L'idée de se servir des ressources télévisuelles pour interpeller les jeunes lui est venue après avoir participé à un rassemblement à Montréal, en appui au blogueur, à la suite d'une invitation du comédien Vincent Graton.

Le ministre des Affaires étrangères, John Baird, a annoncé sa démission mardi matin. Ce revirement n'empêche pas les gens d'inonder le Ministère. « On a fait le tournage vendredi. On a mis la vidéo en ligne une heure avant qu'on apprenne que le ministre démissionnait. Les gens l'ont compris : le destinataire change, mais la nécessité des lettres reste là. »

Le poids citoyen

À l'heure des clics et des partages sur les médias sociaux, Émile Proulx-Cloutier croit que les lettres peuvent déranger davantage. « Ça manifeste un poids qui, ma foi, va exercer une pression plus grande. »

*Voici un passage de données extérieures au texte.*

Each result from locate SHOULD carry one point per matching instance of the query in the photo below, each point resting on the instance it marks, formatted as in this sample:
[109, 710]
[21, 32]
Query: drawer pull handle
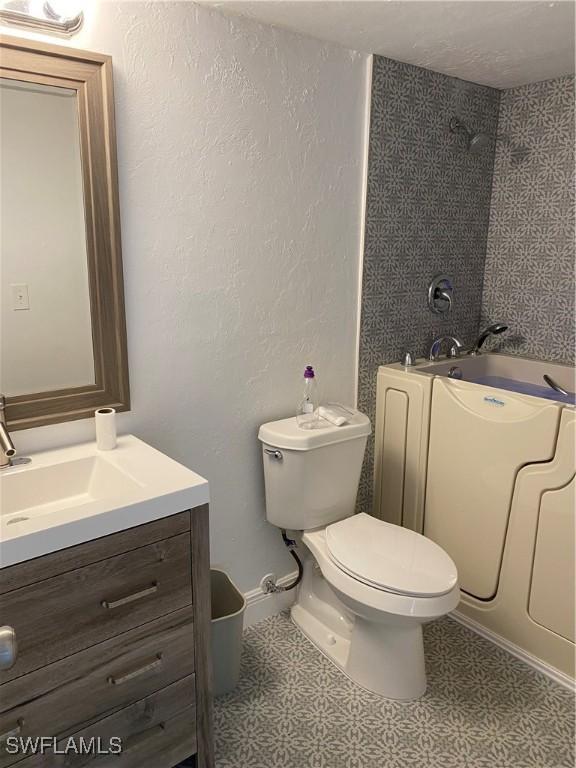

« Je pense que ce serait une belle victoire citoyenne que de ramener ce gars-là ici. Ça ferait du bien d'en gagner une... »

« Ce qui me donne le plus le vertige, c'est la possibilité (...) qu'on oublie et qu'on laisse faire... » dit-il en citant sa crainte de voir l'histoire reléguée aux oubliettes à l'heure où l'information défile à vive allure. Il souligne aussi l'urgence d'agir. « Il n'y a rien qui nous garantit qu'il va être exempté vendredi prochain. »

Emprisonné depuis 2012 en Arabie saoudite, Raif Badawi a été condamné à 10 ans de prison, plus de 300 000 $ d'amende, et 1000 coups de fouet, administrés par tranche de 50 par semaine, pour les propos qu'il a tenus sur son blogue. Il a été fouetté pour la première fois le 9 janvier dernier; les séances de flagellation ont été suspendues depuis pour des raisons de santé.